I'm looking for the HDD under $200 (preferably the closer to $100 the better) that has the fastest write speed. This is because I record gameplay footage on my PC, and obviously screen capture of that nature takes a massive amount of effort from both the CPU and HDD. I don't have enough money to upgrade to a better CPU and entire new platform, but I can spare some cash for a better HDD so that it's write speed can help improve the FPS I get in games while recording them (i use Dxtory).

This drive would serve ONLY to write the screen capture raw videos to, nothing else!

I googled the fastest write-speed HDD's and found a list on Tom's, which is always a helpful source, and narrowed my choices down to these three:

Samsung Spinpoint F3 1 TB: http://www.amazon.com/Samsung-Spinpoint-Cache-Desktop-H...

Seagate Barracuda 3TB http://www.amazon.com/Seagate-Barracuda-3-5-Inch-Intern...

Western Digital Velociraptor 600GB: http://www.amazon.com/Western-Digital-Velociraptor-1000...

Obviously i think the velociraptor would seemingly be the fastest, and even though it has smaller storage (the raw video capture files take up massive amounts of space) it would be enough for me, as the compressed finished videos would be stored on a seperate HDD.

Or is a 500GB SSD Worth the extra $150-$200 i would be dishing out? Would the performance justify it? I know it would be better, but is the $/performance ratio that much greater? Any other suggestions? Thanks for your help!

More about : hdd write speed

a c 260 G Storage
May 22, 2012 12:56:07 PM

Well the raptor is fastest and it is up to you to decide what is more important $/GB or $/performance. If performance is what you are after I belief the raptor might be the right choice.
a c 351 G Storage
May 22, 2012 3:26:41 PM

SSD would be MUCH faster. Two problems -A) 500+ gig is EXPENSIVE and B) wirth such a high volume of writes/deletes you may burn up the 10 K wrties per cell quickly and this is the reason not recommended.

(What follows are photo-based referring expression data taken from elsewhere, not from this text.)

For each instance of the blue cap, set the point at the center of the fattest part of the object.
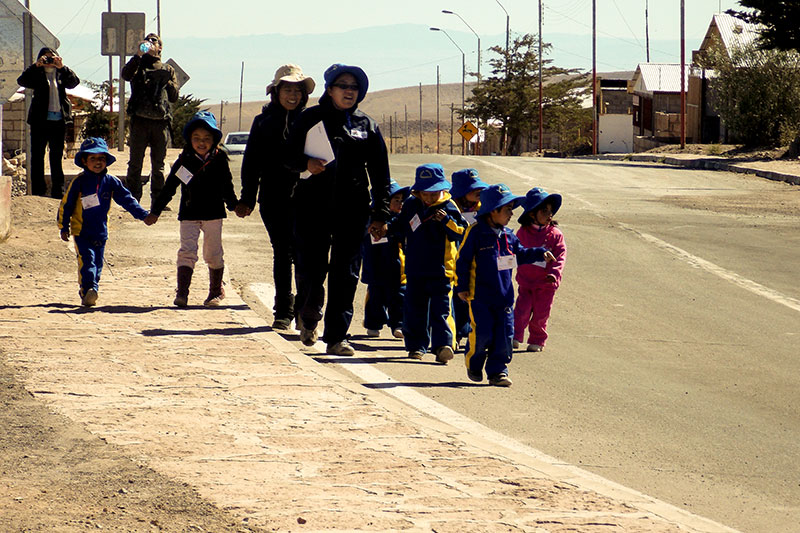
(202, 119)
(536, 197)
(465, 181)
(337, 69)
(495, 196)
(93, 145)
(430, 178)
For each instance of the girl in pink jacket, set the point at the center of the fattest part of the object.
(538, 281)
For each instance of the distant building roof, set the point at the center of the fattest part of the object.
(729, 32)
(659, 78)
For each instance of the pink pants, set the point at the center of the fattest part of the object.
(532, 310)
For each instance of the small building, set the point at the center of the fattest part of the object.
(656, 90)
(615, 114)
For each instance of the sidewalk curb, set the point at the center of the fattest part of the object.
(494, 443)
(699, 164)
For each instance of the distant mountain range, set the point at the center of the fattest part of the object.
(393, 56)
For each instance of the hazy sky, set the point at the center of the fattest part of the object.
(77, 24)
(181, 18)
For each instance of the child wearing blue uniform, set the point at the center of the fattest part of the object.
(486, 259)
(466, 193)
(84, 212)
(431, 225)
(204, 176)
(382, 270)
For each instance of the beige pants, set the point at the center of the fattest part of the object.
(212, 242)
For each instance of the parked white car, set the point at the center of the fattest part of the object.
(235, 142)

1st choice: Fastest would be two HDDs in a shrt stoked raid0 configuration. Caution you need a HDD that is raid0 compatable - WD RE series drive. Would not recommend the normal WD green/blu/black drives, and Not sure about the Samsung F3 (might be OK). For the large file formats you will be dealling with, High sequencial performance is the main concern, which Raid0 does increase eseacilly when short stroked.. Small 4 K performance least import, Which the raptor is great at. The arguement against Raid0 is that you lose all data if one drive fails, I've been using raid0 since mid ninties and not had a failure, But as I sataed, need raid certifed drives.

2rd would be the raptors.

3th a Single 7200 RPM HDD.

PS
Short stroke is when you take a pair of drives (ex 1 TB). when you set up the raid you Only select say 40 % of the drive (.4 x 2 TB = 800 Gigs). and DO NOT use the remaining 60 % of the drive. This will decrease access time (ie wd 640 gig w/12.6 mSec access time would be about 9.5 mSec). Also you limit data storage to the outer 40 % of the disk where angular velocity is Highes.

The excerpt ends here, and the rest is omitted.